I thoroughly encourage any young NYSF student to apply to the Rhodes Trust if they are considering continuing their studies beyond undergrad, and beyond Australia
Kelli Francis-Staite 2009 NYSF Alumna and Adelaide University student has recently been announced as the 2015 South Australian Rhodes Scholar.
For three years she will work alongside some of the world’s best academic minds as she completes her doctorate in her field of differential geometry, nutting out solutions to Einstein’s field equations to expand knowledge about curves of gravity, time and space.
Kelli completed her undergraduate degree at the University of Adelaide, majoring in pure mathematics. “I was fortunate enough to be awarded a scholarship for a two-year masters degree, which I completed earlier in 2015.” During that time, she started applying for scholarships to begin a new journey overseas.
The Rhodes Scholarship presents an opportunity for graduate students with proven leadership skills to apply to The University of Oxford, with tuition fully paid for, along with a scholarship stipend for living allowances.
“A Rhodes Scholarship is far more than just a scholarship. It is an invitation to an amazing network of people in Oxford, including previous and current Rhodes Scholars, as well as a wider network of industry and opportunities.”
The Rhodes Trust has a selection committee for each state of Australia. “In South Australia, I filled in an online application which included detailing my leadership experiences and extra-curricular activities. The core of this application was a 1500 word personal statement about why I was interested in the Rhodes Scholarship and what I wanted to study. The process of applying is a little daunting, but even the experience of writing a personal statement and being interviewed is a valuable process.”
The committee selected seven students for interview where Kelli was questioned extensively, including the inevitable question, ‘Why should anyone study pure mathematics?’
"I’m not sure I felt I answered the questions as convincingly as I could have, but I hoped they saw the determination I had to continue my studies overseas.”
On learning of her successful selection, Kelli says she spent the next couple of weeks in shock. “I’d never had so many emails, phone calls, and text messages with so many congratulations. I was still at University, completing my masters, and students and lecturers would stop and chat to me. It was an incredibly strange experience for a few weeks, almost as though I had become famous.”

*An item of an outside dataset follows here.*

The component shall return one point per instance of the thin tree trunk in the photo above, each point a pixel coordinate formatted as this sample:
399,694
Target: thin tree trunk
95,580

Kelli is studying a DPhil in Pure Mathematics, focusing on Differential and Algebraic Geometry. “I think it is a testament to my initial engineering aspirations I had while attending the NYSF – which started the process of discovery for me - that I retained a focus on the geometrical aspects of mathematics.”
“For those who have not heard of these subjects before, they are essentially studying differential and algebraic equations on geometric objects. In simpler terms, this is akin to applying calculus techniques on circles and spheres and doughnuts. In my time here, I hope to learn and create more mathematical tools to solve these kinds of equations.”
For Kelli, a lot of the motivation for her work comes from theoretical physics, and the mathematics she has been using is the same mathematics that physicists used to describe Einstein’s Special and General Theories of Relativity, which allows GPS devices to work. So while it may seem that there is no direct application to pure mathematics, is it more likely that the application is yet to be invented.
“Another example is the incredible work on prime numbers. Prime numbers have over 2000 years of pure mathematical interest, and the pure mathematical theory behind them is the main reason we have secure internet communication. This is one of the many areas where mathematics that has been seen as 'pure mathematics' has become very applied too. In this lies the answer to the question, ‘why study pure mathematics?’ Although there may be no current application, this does not mean there won’t be one in the future.”
“I thoroughly encourage any young NYSF student to apply to the Rhodes Trust if they are considering continuing their studies beyond undergrad, and beyond Australia.”